To prevent falls and make weight unloading during gait training easier, the BWS walker uses a harness fastened to the walker to support body weight. Recent studies on BWS walkers have shown that the use of a suspension system reduces the fear of falling and enables patients with stroke to walk at higher training speeds than those during usual walking [9]. Importantly, both walker-assisted walking without body weight support and walking with body weight support allowed patients to achieve faster walking speeds, suggesting that the presence of a safety suspension itself plays a key role in facilitating higher training speeds by enhancing postural confidence.

Although it has become clear that walker-assisted gait training enables patients to walk at higher training speeds under safe conditions, it remains unclear whether such high-speed gait training translates into improvements in actual walking performance. In addition, the relative contributions of training speed and body weight support to immediate gait improvements have not been fully elucidated.

In this study, we aimed to investigate the immediate effects of walker-assisted gait training at higher training speeds by comparing conditions with and without body weight support in patients with stroke.

Materials & Methods

Study design and experimental protocol

The immediate effects of gait training were assessed by comparing gait performance using the same suspended walker device with BWS activated (BWS walker condition) or without BWS (walker condition).
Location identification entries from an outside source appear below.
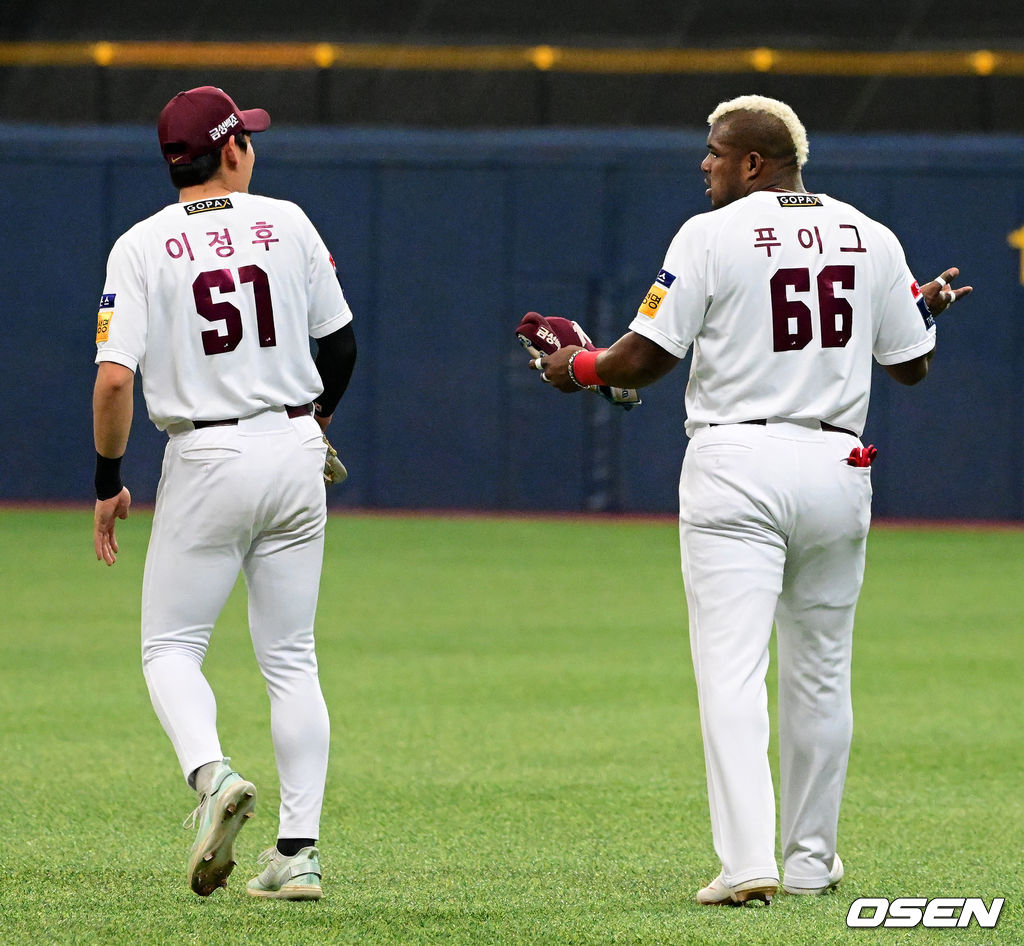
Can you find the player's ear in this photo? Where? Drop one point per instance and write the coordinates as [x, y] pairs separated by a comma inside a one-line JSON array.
[[230, 154]]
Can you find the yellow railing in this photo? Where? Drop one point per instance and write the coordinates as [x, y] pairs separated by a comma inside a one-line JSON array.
[[485, 58]]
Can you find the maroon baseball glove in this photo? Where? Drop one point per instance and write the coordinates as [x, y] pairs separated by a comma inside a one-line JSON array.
[[545, 336]]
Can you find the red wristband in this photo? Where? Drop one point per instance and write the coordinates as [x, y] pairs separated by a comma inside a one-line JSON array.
[[583, 368]]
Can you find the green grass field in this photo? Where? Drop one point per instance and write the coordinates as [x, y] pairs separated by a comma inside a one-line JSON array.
[[516, 754]]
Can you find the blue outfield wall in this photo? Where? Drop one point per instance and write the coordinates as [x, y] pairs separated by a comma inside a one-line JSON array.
[[443, 239]]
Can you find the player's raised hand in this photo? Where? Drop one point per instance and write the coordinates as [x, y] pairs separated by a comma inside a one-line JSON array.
[[939, 295], [102, 524]]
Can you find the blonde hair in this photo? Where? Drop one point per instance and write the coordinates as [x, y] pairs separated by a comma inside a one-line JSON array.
[[772, 106]]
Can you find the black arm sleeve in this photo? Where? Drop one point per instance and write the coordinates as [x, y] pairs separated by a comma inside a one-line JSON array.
[[335, 360]]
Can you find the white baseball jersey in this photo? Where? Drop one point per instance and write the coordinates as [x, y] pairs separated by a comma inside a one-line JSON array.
[[214, 302], [784, 298]]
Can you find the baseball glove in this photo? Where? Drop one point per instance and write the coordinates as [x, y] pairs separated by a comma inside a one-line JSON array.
[[334, 469], [544, 336]]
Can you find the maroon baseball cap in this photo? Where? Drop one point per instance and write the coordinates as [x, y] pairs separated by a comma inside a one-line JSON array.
[[200, 121]]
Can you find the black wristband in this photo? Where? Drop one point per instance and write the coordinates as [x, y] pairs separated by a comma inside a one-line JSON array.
[[108, 477]]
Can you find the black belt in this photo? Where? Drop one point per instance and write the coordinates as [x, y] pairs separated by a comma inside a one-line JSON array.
[[303, 411], [762, 422]]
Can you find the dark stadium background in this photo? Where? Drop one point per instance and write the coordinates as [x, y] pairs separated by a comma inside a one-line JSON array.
[[457, 195]]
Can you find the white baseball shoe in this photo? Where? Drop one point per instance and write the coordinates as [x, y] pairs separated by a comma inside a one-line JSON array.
[[296, 877], [220, 814], [718, 892], [835, 875]]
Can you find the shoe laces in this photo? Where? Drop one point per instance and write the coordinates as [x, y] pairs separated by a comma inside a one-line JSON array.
[[190, 820]]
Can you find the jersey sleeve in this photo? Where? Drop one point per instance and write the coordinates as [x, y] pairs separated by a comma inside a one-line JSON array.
[[123, 318], [673, 310], [905, 329], [329, 310]]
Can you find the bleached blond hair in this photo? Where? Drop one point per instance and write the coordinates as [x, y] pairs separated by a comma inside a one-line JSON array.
[[771, 106]]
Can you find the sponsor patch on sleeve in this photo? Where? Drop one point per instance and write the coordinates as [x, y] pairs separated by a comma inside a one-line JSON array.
[[652, 300], [655, 295], [103, 316], [103, 325], [919, 298]]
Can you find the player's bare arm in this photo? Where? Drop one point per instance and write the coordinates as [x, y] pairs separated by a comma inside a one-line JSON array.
[[939, 295], [633, 361], [112, 415]]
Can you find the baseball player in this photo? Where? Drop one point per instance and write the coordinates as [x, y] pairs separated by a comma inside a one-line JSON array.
[[784, 297], [214, 300]]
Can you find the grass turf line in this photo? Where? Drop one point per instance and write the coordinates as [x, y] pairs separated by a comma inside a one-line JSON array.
[[515, 753]]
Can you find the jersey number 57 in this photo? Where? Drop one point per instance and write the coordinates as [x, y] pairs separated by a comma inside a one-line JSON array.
[[217, 341]]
The study design employed an open-label crossover design (Figure 1).

Study-design-of-the-open-label-crossover-trial.

Participants were randomly assigned to one of two groups: group A first underwent walker gait training, followed by a one-week washout period, and then BWS walker gait training. Group B first underwent BWS walker gait training, followed by a one-week washout period, and then walker gait training. Walker gait training was performed without body weight support, whereas BWS walker gait training included 25% body weight support. Each training session lasted 10 minutes, including rest periods. The intervention was conducted under therapist supervision, and no falls, accidents, or other adverse events occurred during the study period. Pre- and post-training gait performance was assessed using a 10-meter walk test. The differences in gait parameters before and after each training session were analyzed, and the magnitude of change was compared between walker and BWS walker gait training. Additionally, gait speed during each training session was calculated for both conditions.